Information scientists develop method to detect doping cases using AI
Searching for a needle in a haystack or tilting at windmills are both good metaphors for the challenge of detecting doped athletes. With thousands of athletes competing at major sporting events such as the Olympic Games, World Championships or in professional leagues such as football, it can take a laboratory weeks to analyse urine samples to determine whether any of those competing had taken performance-enhancing drugs. 'At the moment, the samples are all analysed manually,' said Wolfgang Maaß, Professor of Information Systems for the Service Industry at Saarland University and Scientific Director of the Smart Service Engineering research department at the German Research Center for Artificial Intelligence (DFKI).

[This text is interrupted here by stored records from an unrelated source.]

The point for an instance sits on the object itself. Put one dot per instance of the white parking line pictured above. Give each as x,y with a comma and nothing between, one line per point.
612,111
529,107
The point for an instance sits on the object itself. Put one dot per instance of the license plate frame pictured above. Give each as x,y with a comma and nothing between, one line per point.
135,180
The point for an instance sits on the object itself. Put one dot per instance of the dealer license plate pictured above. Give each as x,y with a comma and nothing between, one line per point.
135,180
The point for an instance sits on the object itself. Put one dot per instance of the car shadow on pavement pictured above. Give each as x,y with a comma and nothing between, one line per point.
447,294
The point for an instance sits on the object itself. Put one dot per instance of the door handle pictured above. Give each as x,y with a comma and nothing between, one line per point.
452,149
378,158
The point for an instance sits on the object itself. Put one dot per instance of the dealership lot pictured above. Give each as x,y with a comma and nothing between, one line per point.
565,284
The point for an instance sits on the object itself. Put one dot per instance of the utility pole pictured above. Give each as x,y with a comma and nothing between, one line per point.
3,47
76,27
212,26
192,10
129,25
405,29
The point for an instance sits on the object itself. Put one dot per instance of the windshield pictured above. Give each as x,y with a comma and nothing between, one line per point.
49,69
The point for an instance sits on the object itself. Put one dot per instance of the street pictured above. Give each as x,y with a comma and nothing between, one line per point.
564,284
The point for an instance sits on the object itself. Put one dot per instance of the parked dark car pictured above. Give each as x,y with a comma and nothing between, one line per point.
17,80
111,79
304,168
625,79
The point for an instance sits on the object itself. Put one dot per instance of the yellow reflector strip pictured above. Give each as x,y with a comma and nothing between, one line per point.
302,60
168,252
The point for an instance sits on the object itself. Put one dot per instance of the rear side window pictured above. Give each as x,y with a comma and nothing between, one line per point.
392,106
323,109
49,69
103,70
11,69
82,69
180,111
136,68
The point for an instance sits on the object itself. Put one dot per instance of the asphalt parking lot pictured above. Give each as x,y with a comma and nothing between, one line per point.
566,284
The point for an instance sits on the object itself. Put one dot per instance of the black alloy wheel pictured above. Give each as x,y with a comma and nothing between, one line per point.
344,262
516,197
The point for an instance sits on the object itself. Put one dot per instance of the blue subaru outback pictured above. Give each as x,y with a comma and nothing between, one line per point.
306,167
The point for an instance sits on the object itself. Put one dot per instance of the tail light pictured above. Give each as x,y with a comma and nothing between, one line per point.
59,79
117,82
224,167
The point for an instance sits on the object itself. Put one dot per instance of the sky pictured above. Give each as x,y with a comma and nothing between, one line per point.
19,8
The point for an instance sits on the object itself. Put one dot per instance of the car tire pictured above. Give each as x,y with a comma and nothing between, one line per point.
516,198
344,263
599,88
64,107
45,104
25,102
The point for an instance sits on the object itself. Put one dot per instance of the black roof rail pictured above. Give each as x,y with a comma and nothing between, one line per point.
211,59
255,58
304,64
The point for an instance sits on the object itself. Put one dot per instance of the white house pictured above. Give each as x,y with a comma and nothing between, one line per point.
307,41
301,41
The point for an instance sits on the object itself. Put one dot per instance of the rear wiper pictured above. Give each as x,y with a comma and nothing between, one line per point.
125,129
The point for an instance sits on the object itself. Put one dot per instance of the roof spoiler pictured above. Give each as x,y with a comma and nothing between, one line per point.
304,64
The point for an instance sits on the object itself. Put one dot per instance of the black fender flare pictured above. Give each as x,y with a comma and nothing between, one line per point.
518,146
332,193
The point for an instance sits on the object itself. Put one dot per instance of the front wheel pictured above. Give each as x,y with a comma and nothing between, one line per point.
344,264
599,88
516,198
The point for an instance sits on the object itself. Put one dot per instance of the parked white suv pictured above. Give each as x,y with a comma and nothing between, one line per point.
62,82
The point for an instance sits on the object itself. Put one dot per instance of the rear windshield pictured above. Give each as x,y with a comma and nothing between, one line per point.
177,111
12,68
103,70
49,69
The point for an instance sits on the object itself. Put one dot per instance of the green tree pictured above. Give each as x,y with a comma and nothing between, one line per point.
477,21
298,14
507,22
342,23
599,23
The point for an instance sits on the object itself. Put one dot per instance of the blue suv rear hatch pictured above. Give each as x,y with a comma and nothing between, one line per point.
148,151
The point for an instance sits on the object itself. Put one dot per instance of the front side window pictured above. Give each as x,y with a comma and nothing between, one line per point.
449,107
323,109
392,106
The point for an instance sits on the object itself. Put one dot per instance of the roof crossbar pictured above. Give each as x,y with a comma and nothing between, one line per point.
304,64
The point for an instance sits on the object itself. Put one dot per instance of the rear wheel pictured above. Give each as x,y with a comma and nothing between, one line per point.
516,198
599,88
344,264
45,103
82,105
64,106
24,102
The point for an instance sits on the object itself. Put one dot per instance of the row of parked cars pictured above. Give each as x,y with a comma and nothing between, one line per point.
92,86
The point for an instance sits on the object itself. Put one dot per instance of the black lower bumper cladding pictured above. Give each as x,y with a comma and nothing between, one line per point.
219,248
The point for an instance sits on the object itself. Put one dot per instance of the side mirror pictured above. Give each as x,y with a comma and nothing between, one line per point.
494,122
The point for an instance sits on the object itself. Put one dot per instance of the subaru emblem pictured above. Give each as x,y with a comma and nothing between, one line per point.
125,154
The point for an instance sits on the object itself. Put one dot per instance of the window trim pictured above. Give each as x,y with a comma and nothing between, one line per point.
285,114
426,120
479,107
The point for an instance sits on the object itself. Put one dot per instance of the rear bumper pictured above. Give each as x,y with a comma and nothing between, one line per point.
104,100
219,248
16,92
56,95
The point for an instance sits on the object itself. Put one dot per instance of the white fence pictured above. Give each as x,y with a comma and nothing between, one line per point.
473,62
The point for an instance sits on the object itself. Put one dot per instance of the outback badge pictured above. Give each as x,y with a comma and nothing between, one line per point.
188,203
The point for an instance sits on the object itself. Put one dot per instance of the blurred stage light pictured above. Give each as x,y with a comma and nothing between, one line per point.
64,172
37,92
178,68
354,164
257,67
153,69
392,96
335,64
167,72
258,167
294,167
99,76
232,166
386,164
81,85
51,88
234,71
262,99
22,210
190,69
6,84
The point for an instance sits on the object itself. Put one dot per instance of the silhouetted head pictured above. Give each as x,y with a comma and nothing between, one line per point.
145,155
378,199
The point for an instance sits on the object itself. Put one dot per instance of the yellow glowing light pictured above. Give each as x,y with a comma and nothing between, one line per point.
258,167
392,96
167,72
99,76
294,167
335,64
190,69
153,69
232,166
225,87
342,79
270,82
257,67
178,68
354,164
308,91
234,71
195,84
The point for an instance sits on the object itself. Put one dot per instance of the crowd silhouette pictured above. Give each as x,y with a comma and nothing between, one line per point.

Given the sheer number of athletes at major events such as the Olympic Games – there are around 10,500 in Paris – and how time-consuming current testing methods are, it's not hard to see that many cheaters are simply slipping through the net. Only a fraction of the urine samples can be analysed in the laboratory. As we know from the doping scandal at the 2014 Winter Olympics in Sochi, some of the athletes who cheat try to swap their own urine samples with ‘clean’ samples provided by someone else.
Until now, DNA analysis has been the only reliable method to identify whether samples have been swapped. 'But that’s both expensive and time-consuming,' explained Wolfgang Maaß. It is simply not possible to analyse the DNA of every single sample. Maaß and other colleagues from the DFKI (German Research Center for Artificial Intelligence), the German Sport University Cologne and the World Anti-Doping Agency (WADA) decided to pool their expertise to search for a simpler, more viable solution. 'This problem is practically crying out for machine analysis,' said Maaß.
To address the issue, they developed software that uses artificial intelligence to analyse urine sample data both quickly and cost-effectively. 'Doping tests measure the concentrations and ratios of various steroids, which are then checked for plausibility,' explained Wolfgang Maaß. This provides a biochemical fingerprint that the Saarbrücken AI software can use to reliably flag up any anomalies.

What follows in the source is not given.